Général Pierre Bourlot. La profession investit chaque année 1 milliard d’euros dans l’outil de production sur le territoire français.

Selon nos calculs, sur les 40 milliards d’euros du pacte de responsabilité et de solidarité, 400 millions d’euros iraient à notre secteur, dont 300 millions au titre du volet social – les 170 millions du CICE, auxquels s’ajouteront les allégements de cotisations familiales et d’autres cotisations patronales – et 100 millions au titre du volet fiscal – avec la suppression, entre autres, de la contribution sociale de solidarité des sociétés et de la contribution exceptionnelle sur l’impôt sur les sociétés. Ces chiffres sont des évaluations pour l’année 2017, lorsque les mesures du pacte auront atteint leur plein rendement.
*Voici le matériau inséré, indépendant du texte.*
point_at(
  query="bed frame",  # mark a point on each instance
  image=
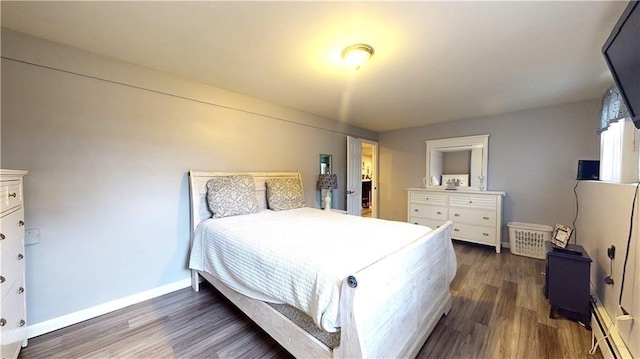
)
(386, 310)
M. Gilbert Font. Inversement, les hausses de charges que j’ai mentionnées précédemment ont eu un impact de 150 à 170 millions d’euros.

M. le président Olivier Carré. À quelle année correspond le montant de CICE de 170 millions d’euros que vous avez calculé pour votre secteur ?
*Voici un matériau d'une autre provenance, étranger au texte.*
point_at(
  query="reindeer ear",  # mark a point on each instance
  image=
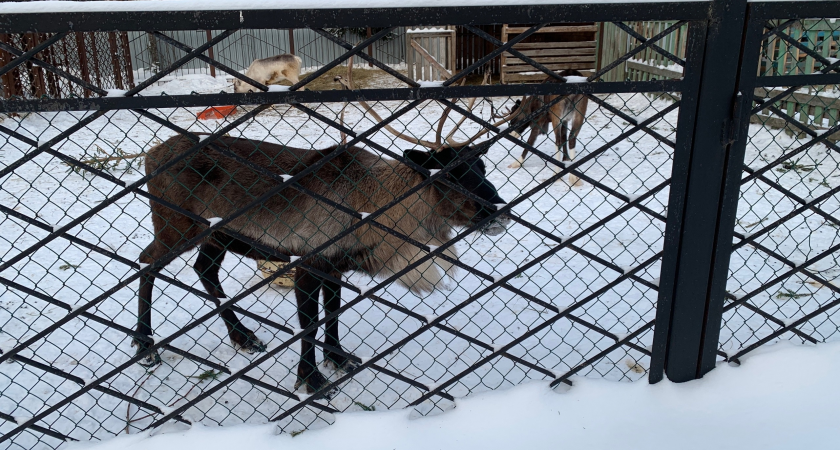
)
(419, 157)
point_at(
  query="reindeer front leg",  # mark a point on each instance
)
(332, 302)
(559, 127)
(307, 290)
(207, 266)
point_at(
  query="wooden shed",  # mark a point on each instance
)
(558, 47)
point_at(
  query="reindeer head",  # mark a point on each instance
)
(471, 176)
(241, 87)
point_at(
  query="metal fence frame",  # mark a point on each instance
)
(717, 92)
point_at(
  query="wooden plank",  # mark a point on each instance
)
(541, 45)
(560, 52)
(556, 29)
(525, 68)
(512, 61)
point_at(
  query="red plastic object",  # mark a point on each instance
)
(216, 112)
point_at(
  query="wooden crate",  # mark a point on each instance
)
(561, 47)
(430, 53)
(648, 64)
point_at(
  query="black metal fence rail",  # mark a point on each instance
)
(664, 259)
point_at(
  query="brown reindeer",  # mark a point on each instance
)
(572, 108)
(211, 185)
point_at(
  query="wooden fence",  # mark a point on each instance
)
(817, 109)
Général Pierre Bourlot. Il s’agit du montant dont nous bénéficierons à partir de 2015, lorsque le taux du CICE sera de 6 %. Pour 2014, ce montant est évalué à 110 millions.
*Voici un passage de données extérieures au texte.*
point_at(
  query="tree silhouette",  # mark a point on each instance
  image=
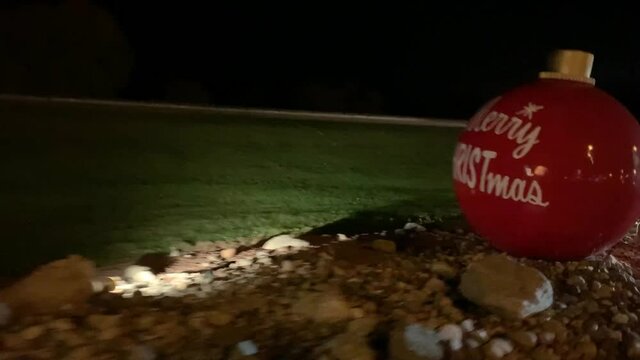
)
(71, 48)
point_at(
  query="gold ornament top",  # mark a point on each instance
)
(572, 65)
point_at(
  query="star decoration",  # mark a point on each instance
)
(529, 109)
M. le président Olivier Carré. Quels sont les rapports entre l’amont et l’aval de la filière ? Avez-vous un dialogue avec vos sous-traitants sur les investissements dont la filière peut avoir besoin ? Discutez-vous avec eux de l’évolution des prix au sein de la chaîne de valeur ?

M. Gilbert Font. Notre filière est très intégrée et la solidarité est très forte en son sein. Nous avons cette chance. Nous avons des rapports de qualité avec nos sous-traitants, en particulier dans le cadre des négociations contractuelles que vous mentionnez. Nous évoquons non seulement les problèmes de prix, mais aussi la question des investissements technologiques, de progrès ou de codéveloppement. Nous nous efforçons d’avoir avec nos sous-traitants une vision à moyen et long terme de l’évolution des commandes. Tous les éléments qui contribuent à l’amélioration de la compétitivité de notre industrie profitent à l’ensemble de la filière, y compris aux PMI. Enfin, nous avons rédigé une série de chartes de fonctionnement entre donneurs d’ordre et sous-traitants, que nous comptons fermement faire vivre. Sans nous décerner de lauriers, la filière aéronautique et spatiale est assez exemplaire en la matière.

Général Pierre Bourlot. Le GIFAS est piloté par un conseil d’administration qui se réunit tous les mois et où sont représentés tous les types de sociétés : donneurs d’ordres, ETI et PME. Ces dernières s’expriment tant au sein de ce conseil que des commissions thématiques que nous animons. Parmi ses nombreuses initiatives, le GIFAS a lancé un projet baptisé « performance industrielle », qui vise spécifiquement à améliorer la compétitivité des PME, au moyen de formations, d’audits et de conseils. Ce projet de 23 millions d’euros est cofinancé par l’État et les régions. Il durera trois ans et devrait concerner 400 PME, adhérentes ou non du GIFAS.

M. le président Olivier Carré. Merci beaucoup, messieurs, pour cette contribution à nos travaux.